Jij, liefhebben, de Colmas
met hen voor vreugde,
En de ruwe liefde voor hen
Saetas Thousand gooit me.
Ze in elke look
Zie, Fili, een streling;
Ik, de ontberingen alleen
van je hoge esquivez.
Dus roep ik duizend keer uit:
"Wie was Palomita!
Troce voor je ogen
Mijn zorgen in geneugten ".
De bij en het gehurkt (Fabel van Tomás de Iriart)
De Colmenar verlaten,
Zei de bij tegen de squat:
Hou je mond, omdat het me niet achterlaat
Uw ondankbare stem om te werken.
Er is geen vogel zo vervelend
In zingen zoals jij:
Cucú, Cucú en meer Cucú,
en altijd hetzelfde!
Vermak je mijn liedje hetzelfde?
(De squat antwoordde :)
Nou, ik vind me niet
Variatie in uw honingraat;
En dan op dezelfde manier
Factoren één drie,
Als ik niets nieuwe uitvinding doe,
Alles is oud.
Hierop repliceert de bij:
In nutswerkzaamheden,
Het gebrek aan variatie
Het is niet wat het meest schaadt
Maar in een bestemd werk
Alleen om te proeven en plezier,
Als de uitvinding niet is gevarieerd,
Al het andere is niets.
Aan sommige vrienden vragen (door Félix María Samaniego)
Tienden
Om mij te geven wat ik moet begrijpen,
U Biedt mijn keuze aan
Drie mooie dingen die zijn
Droom, geld of vrouw.
Ik hoor dan mijn mening
In dit losse voorbeeld:
Zijn moeder aan een opgelost kind
Soep of ei bood hem aan,
En het kind antwoordde:
Moeder, ik ... alles krabbelde.
Maar als je erop staat
waarin de drie kiezen,
De moeilijkheid is lui,
Laten we het zien op het moment dat je gaat.
Ik hoop dat je me niet hebt
Als onbeleefd, om te zeggen
Ik bereid me voor, om te vervullen,
de waarheid zonder te doen alsof;
Wat de geboden zeggen
De achtste, lieg niet.
Het zal niet mijn keuze zijn
De vrouw ... omdat ik het weet
Waar zit ze in ... dat ..
De mannen ... maar chitón!,
Ik heb het verering;
En voor mij zouden ze het niet moeten weten
dan om te verliezen
De duivel om zijn deugd te jagen,
Hij verwijderde kinderen en gezondheid
En de vrouw verliet haar.
Droom, ik hou gewoon van
De precieze voor mijn persoon,
Omdat hij haar soms verlaat
Als hij meer nodig heeft.
Ik kan het niet zien,
Alle weg naar een klacht,
Want een vlo laat me achter;
Hij vertrekt en waarom ik het niet weet;
En ik word zo boos, dat
Ik heb het tussen wenkbrauw en wenkbrauw.
Oh geld zonder tweede,
lente van dergelijke
Wat leg je in beweging
Deze wereldmachine!
Voor jou voren de diepe zee
in een stok de zeeman;
Voor jou de dappere krijger
Zoek naar het grootste gevaar ..
Nou, ondanks Fuenmayor,
Ik geef de voorkeur aan je, geld.
Als ik naar je wil ben, ben ik van wax (van Garcilaso de la Vega)

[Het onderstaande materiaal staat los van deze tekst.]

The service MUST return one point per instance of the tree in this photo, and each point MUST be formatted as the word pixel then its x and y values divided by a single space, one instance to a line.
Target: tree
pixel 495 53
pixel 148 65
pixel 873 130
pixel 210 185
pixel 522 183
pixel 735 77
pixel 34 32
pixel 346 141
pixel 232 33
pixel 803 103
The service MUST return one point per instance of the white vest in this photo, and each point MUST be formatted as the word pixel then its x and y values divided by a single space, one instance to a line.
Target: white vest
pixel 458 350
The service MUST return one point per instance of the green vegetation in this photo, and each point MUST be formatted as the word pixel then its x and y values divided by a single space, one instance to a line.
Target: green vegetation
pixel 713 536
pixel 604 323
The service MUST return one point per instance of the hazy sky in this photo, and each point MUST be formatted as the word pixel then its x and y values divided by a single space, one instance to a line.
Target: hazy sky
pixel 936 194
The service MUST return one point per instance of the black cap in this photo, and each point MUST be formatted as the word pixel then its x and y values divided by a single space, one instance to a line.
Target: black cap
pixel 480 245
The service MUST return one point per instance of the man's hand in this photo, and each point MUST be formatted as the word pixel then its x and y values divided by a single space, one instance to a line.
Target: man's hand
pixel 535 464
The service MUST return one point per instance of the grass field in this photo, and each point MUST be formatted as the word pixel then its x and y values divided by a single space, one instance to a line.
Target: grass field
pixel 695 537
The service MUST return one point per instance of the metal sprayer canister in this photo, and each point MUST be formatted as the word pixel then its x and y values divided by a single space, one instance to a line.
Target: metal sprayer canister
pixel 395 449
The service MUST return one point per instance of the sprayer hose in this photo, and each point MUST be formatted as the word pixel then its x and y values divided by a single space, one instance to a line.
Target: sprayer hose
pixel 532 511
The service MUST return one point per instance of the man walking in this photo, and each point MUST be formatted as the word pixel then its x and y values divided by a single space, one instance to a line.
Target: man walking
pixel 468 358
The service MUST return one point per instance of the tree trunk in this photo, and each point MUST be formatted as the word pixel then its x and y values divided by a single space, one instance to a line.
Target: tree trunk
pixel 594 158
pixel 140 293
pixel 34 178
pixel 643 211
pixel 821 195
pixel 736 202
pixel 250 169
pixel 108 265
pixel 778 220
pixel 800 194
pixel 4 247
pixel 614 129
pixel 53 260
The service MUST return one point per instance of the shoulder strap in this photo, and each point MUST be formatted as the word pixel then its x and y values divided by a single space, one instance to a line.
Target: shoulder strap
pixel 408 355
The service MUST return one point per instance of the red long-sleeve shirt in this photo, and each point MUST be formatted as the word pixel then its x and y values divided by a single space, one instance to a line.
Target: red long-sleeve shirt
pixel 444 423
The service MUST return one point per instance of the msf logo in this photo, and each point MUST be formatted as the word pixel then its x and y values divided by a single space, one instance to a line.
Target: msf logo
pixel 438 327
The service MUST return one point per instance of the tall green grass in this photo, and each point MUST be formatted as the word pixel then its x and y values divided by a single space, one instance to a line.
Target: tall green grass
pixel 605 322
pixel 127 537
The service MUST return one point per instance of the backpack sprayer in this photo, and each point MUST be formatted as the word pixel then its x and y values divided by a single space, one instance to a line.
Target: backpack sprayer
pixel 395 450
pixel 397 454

Als ik wax ben naar je wil,
En door de zon heb ik alleen uw mening,
welke wie niet opblaast of niet opgeblazen
Met zijn blik is hij zinloos;
Komt één ding vandaan, dat, als het zou zijn
Minder tijden van mij bewezen en kijk,
Het lijkt erop dat resista,
Ik zou mijn eigen betekenis niet geloven?
En ik ben veel ontstoken
van uw brandende uitzicht en verder
Zoveel, dat ik me in het leven me gewoon houd;
Maar als ik nauw meegemaakt ben
Uit je ogen, dan voel ik ijs
Cuaja mijn bloed in mijn aderen.
Definitie van liefde (door Francisco de Quevedo)
Het is brandend ijs, het is bevroren vuur,
Het is wond die pijn doet en niet voelt,
Het is een goede droom, een heden kwaad,
Het is een erg vermoeide pauze.
Het is een toezicht dat ons zorg geeft,
Een lafaard met de naam Valiente,
Een eenzame wandeling tussen mensen,
Een loor wordt alleen geliefd.
Het is een gevangen vrijheid,
Dat duurt tot het laatste paroxysma;
ziekte die groeit als het wordt genezen.
Dit is de kinderliefde, dit is zijn afgrond.
Kijk welke vriendschap je met alles zult hebben
degene die in strijd is met jezelf!
Referenties
- Kerken van het huis, j. (1820). Postume poëzie, Deel 1. Barcelona: Sierra en Mart.
- Van Lama, v. (1993). Anthologie van Spaanse en Spaans -Amerikaanse liefdespoëzie. Madrid: Edaf.